Open Access Methodology article

A spatial simulation approach to account for protein structure when identifying non-random somatic mutations

Gregory A Ryslik1*, Yuwei Cheng2, Kei-Hoi Cheung23, Robert D Bjornson4, Daniel Zelterman1, Yorgo Modis5 and Hongyu Zhao12*

Author Affiliations

1 Department of Biostatistics, Yale School of Public Health, New Haven, CT, USA

2 Program of Computational Biology and Bioinformatics, Yale University, New Haven, CT, USA

3 Yale Center for Medical Informatics, Yale School of Medicine, New Haven, CT, USA

4 Department of Computer Science, Yale University, New Haven, CT, USA

5 Department of Molecular Biophysics & Biochemistry, Yale University, New Haven, CT, USA

For all author emails, please log on.

BMC Bioinformatics 2014, 15:231  doi:10.1186/1471-2105-15-231

Published: 3 July 2014



Current research suggests that a small set of “driver” mutations are responsible for tumorigenesis while a larger body of “passenger” mutations occur in the tumor but do not progress the disease. Due to recent pharmacological successes in treating cancers caused by driver mutations, a variety of methodologies that attempt to identify such mutations have been developed. Based on the hypothesis that driver mutations tend to cluster in key regions of the protein, the development of cluster identification algorithms has become critical.
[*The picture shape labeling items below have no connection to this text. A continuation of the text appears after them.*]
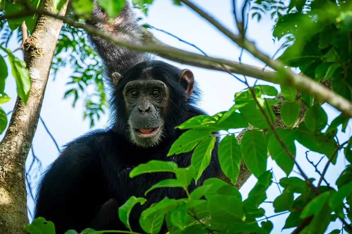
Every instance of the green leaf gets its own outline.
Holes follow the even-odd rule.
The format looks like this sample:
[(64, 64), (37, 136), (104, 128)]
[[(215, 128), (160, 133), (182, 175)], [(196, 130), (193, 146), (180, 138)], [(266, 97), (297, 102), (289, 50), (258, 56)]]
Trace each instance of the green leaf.
[(218, 189), (227, 185), (227, 183), (226, 182), (217, 178), (210, 178), (206, 180), (203, 183), (203, 186), (210, 186), (204, 194), (206, 198), (209, 200), (217, 195)]
[(266, 171), (268, 151), (263, 133), (258, 130), (246, 131), (241, 146), (246, 165), (258, 178)]
[(164, 188), (165, 187), (171, 187), (175, 188), (176, 187), (186, 187), (188, 185), (183, 182), (183, 181), (175, 179), (166, 179), (160, 181), (156, 184), (153, 185), (150, 188), (145, 191), (144, 193), (144, 195), (145, 195), (147, 193), (152, 190), (153, 189), (158, 188)]
[(170, 220), (174, 226), (183, 230), (187, 224), (186, 216), (187, 207), (186, 203), (183, 202), (172, 209), (170, 213)]
[[(62, 2), (64, 1), (64, 0), (59, 0), (59, 2), (58, 3), (59, 6), (62, 3)], [(115, 0), (115, 1), (112, 1), (112, 0), (98, 0), (98, 1), (99, 5), (103, 8), (104, 8), (104, 7), (102, 5), (101, 5), (102, 4), (108, 4), (111, 2), (113, 2), (115, 3), (116, 2), (119, 1), (119, 0)], [(103, 2), (102, 4), (101, 3), (102, 2)], [(64, 2), (63, 4), (64, 4)], [(93, 2), (90, 0), (74, 0), (74, 1), (73, 1), (72, 2), (72, 7), (75, 10), (75, 13), (80, 16), (89, 16), (90, 15), (91, 12), (92, 12), (92, 10), (93, 9)], [(104, 6), (105, 6), (105, 5)], [(104, 9), (106, 9), (105, 8)], [(106, 12), (108, 15), (110, 16), (110, 15), (109, 14), (111, 14), (112, 12), (113, 11), (114, 9), (112, 8), (112, 7), (108, 10), (107, 10)], [(118, 13), (116, 15), (113, 16), (113, 17), (116, 16), (118, 14)]]
[(54, 224), (42, 217), (34, 219), (31, 223), (25, 225), (24, 229), (30, 234), (55, 234)]
[(0, 56), (0, 93), (4, 93), (5, 88), (5, 82), (8, 75), (7, 73), (7, 66), (5, 62), (5, 60), (2, 56)]
[(195, 175), (195, 170), (191, 165), (188, 167), (177, 168), (175, 172), (176, 178), (180, 183), (188, 185)]
[[(238, 118), (236, 115), (234, 114), (235, 113), (238, 114), (238, 112), (235, 112), (237, 111), (239, 108), (243, 106), (244, 106), (247, 105), (246, 103), (241, 103), (241, 104), (237, 104), (237, 103), (235, 103), (231, 108), (230, 108), (230, 109), (228, 111), (225, 112), (224, 113), (224, 115), (221, 117), (221, 119), (220, 120), (220, 123), (221, 123), (222, 122), (224, 122), (228, 118), (233, 118), (233, 115), (235, 116), (235, 118)], [(242, 118), (243, 119), (243, 118)], [(243, 120), (242, 121), (244, 121), (244, 120)], [(248, 126), (248, 123), (247, 123), (247, 126), (246, 127), (247, 127)]]
[(179, 0), (172, 0), (172, 2), (174, 2), (174, 4), (175, 5), (177, 5), (178, 6), (181, 6), (182, 5), (181, 2)]
[[(271, 124), (274, 123), (276, 120), (275, 114), (270, 107), (272, 103), (268, 102), (267, 105), (266, 103), (267, 101), (273, 99), (257, 98), (257, 100), (265, 115), (268, 116), (270, 123)], [(276, 101), (276, 100), (274, 101)], [(254, 100), (247, 101), (247, 104), (239, 108), (239, 110), (244, 119), (253, 126), (261, 129), (267, 129), (269, 127), (262, 110)]]
[(320, 132), (327, 123), (328, 116), (319, 102), (308, 109), (304, 116), (307, 128), (314, 133)]
[(153, 204), (143, 210), (139, 218), (139, 224), (148, 233), (156, 234), (160, 232), (165, 214), (171, 211), (180, 201), (165, 198), (157, 203)]
[(119, 218), (120, 218), (120, 220), (124, 223), (126, 228), (131, 229), (128, 219), (132, 208), (137, 203), (140, 203), (140, 205), (143, 205), (146, 201), (146, 199), (145, 198), (137, 198), (133, 196), (130, 198), (125, 204), (119, 208)]
[(178, 167), (174, 162), (151, 160), (147, 163), (142, 163), (134, 168), (130, 173), (130, 177), (133, 178), (144, 173), (169, 172), (176, 172)]
[(208, 209), (212, 223), (221, 224), (226, 230), (243, 218), (241, 194), (233, 186), (222, 186), (208, 200)]
[(259, 205), (266, 199), (266, 189), (271, 184), (272, 175), (266, 171), (258, 178), (258, 181), (249, 192), (248, 198), (244, 202), (246, 210), (253, 208), (258, 208)]
[(269, 220), (266, 222), (262, 222), (260, 224), (262, 225), (262, 227), (266, 230), (268, 233), (270, 233), (274, 227), (272, 223)]
[(286, 153), (281, 144), (274, 135), (274, 134), (268, 134), (269, 138), (268, 141), (268, 148), (271, 158), (288, 175), (293, 168), (295, 164), (294, 161), (296, 156), (296, 145), (295, 140), (299, 135), (299, 132), (296, 129), (277, 129), (276, 133), (286, 148), (286, 149), (294, 157), (291, 157)]
[(352, 182), (339, 188), (337, 192), (332, 193), (329, 199), (329, 206), (333, 210), (336, 211), (338, 207), (343, 204), (345, 198), (348, 198), (351, 194), (352, 194)]
[(198, 187), (193, 190), (191, 193), (190, 196), (191, 200), (197, 200), (205, 195), (206, 193), (209, 190), (212, 186), (210, 185), (203, 185)]
[(65, 233), (65, 234), (80, 234), (75, 230), (69, 230)]
[(113, 19), (120, 13), (125, 6), (125, 0), (98, 0), (101, 8), (105, 10), (110, 19)]
[(296, 102), (284, 102), (280, 112), (282, 122), (288, 127), (292, 127), (296, 123), (299, 113), (300, 103)]
[(323, 193), (313, 198), (304, 207), (300, 218), (304, 219), (313, 214), (319, 213), (321, 210), (322, 204), (326, 202), (330, 196), (330, 192), (328, 192)]
[(336, 69), (340, 67), (341, 66), (341, 65), (339, 63), (335, 63), (329, 66), (327, 70), (326, 71), (326, 73), (325, 75), (325, 79), (323, 80), (326, 79), (328, 79), (332, 76), (332, 75), (334, 74), (334, 73), (336, 71)]
[[(27, 2), (32, 7), (36, 9), (40, 5), (39, 0), (29, 0)], [(3, 0), (0, 1), (0, 5), (4, 9), (5, 15), (18, 14), (20, 13), (25, 12), (28, 8), (17, 1), (11, 2)], [(25, 16), (8, 19), (7, 21), (9, 27), (13, 31), (18, 28), (24, 21), (25, 21), (27, 28), (30, 33), (31, 33), (34, 24), (37, 21), (37, 15), (33, 14)]]
[[(73, 231), (74, 230), (70, 230)], [(76, 231), (74, 231), (75, 232)], [(76, 234), (76, 233), (75, 232), (74, 233), (74, 234)], [(67, 234), (67, 232), (65, 233), (65, 234)], [(72, 233), (72, 234), (74, 234), (74, 233)], [(101, 232), (97, 232), (92, 228), (86, 228), (82, 230), (80, 234), (102, 234), (102, 233)]]
[(67, 1), (67, 0), (52, 0), (54, 4), (54, 11), (59, 11)]
[(219, 144), (218, 157), (220, 166), (225, 175), (234, 184), (237, 183), (240, 172), (242, 154), (241, 147), (234, 135), (227, 135)]
[(300, 218), (301, 215), (300, 211), (295, 211), (290, 213), (286, 219), (285, 225), (282, 228), (283, 229), (290, 228), (295, 227), (297, 227), (302, 222), (303, 220)]
[(189, 152), (198, 143), (210, 136), (212, 132), (205, 129), (191, 129), (182, 134), (175, 141), (168, 154), (169, 156)]
[(216, 141), (215, 137), (207, 138), (199, 143), (194, 150), (191, 160), (191, 165), (196, 169), (196, 183), (203, 171), (209, 165), (212, 158), (212, 152)]
[(274, 201), (273, 206), (276, 213), (289, 210), (293, 204), (293, 192), (284, 189), (282, 194)]
[(311, 107), (314, 103), (314, 97), (309, 93), (303, 91), (301, 91), (301, 97), (302, 100), (307, 103), (309, 107)]
[[(337, 143), (333, 136), (329, 137), (323, 134), (318, 134), (312, 133), (309, 130), (303, 131), (301, 127), (303, 125), (305, 127), (305, 123), (301, 123), (298, 128), (300, 134), (297, 141), (311, 151), (315, 151), (327, 155), (329, 157), (336, 151)], [(334, 164), (336, 157), (334, 157), (332, 162)]]
[(236, 223), (235, 226), (229, 230), (227, 233), (269, 234), (269, 232), (264, 228), (259, 227), (257, 223)]
[(147, 233), (158, 233), (164, 222), (165, 214), (155, 212), (147, 216), (143, 215), (143, 213), (139, 218), (141, 227)]
[(276, 88), (270, 85), (256, 85), (254, 88), (259, 89), (262, 94), (268, 96), (276, 96), (278, 93)]
[(239, 128), (247, 127), (241, 114), (230, 109), (227, 112), (218, 113), (213, 116), (201, 115), (191, 118), (176, 127), (180, 129), (203, 128), (215, 132), (230, 128)]
[(2, 104), (3, 103), (5, 103), (5, 102), (7, 102), (11, 98), (7, 96), (7, 94), (6, 94), (5, 93), (2, 94), (0, 93), (0, 104)]
[(0, 107), (0, 134), (6, 129), (7, 126), (7, 116), (2, 108)]
[(281, 86), (281, 93), (287, 101), (294, 101), (296, 99), (297, 90), (295, 88)]
[(340, 124), (342, 124), (342, 131), (345, 132), (350, 119), (349, 118), (341, 114), (332, 121), (325, 133), (333, 132), (334, 135), (336, 134), (337, 132), (337, 127)]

We have developed a novel methodology, SpacePAC (Spatial Protein Amino acid Clustering), that identifies mutational clustering by considering the protein tertiary structure directly in 3D space. By combining the mutational data in the Catalogue of Somatic Mutations in Cancer (COSMIC) and the spatial information in the Protein Data Bank (PDB), SpacePAC is able to identify novel mutation clusters in many proteins such as FGFR3 and CHRM2. In addition, SpacePAC is better able to localize the most significant mutational hotspots as demonstrated in the cases of BRAF and ALK. The R package is available on Bioconductor at: webcite.


SpacePAC adds a valuable tool to the identification of mutational clusters while considering protein tertiary structure.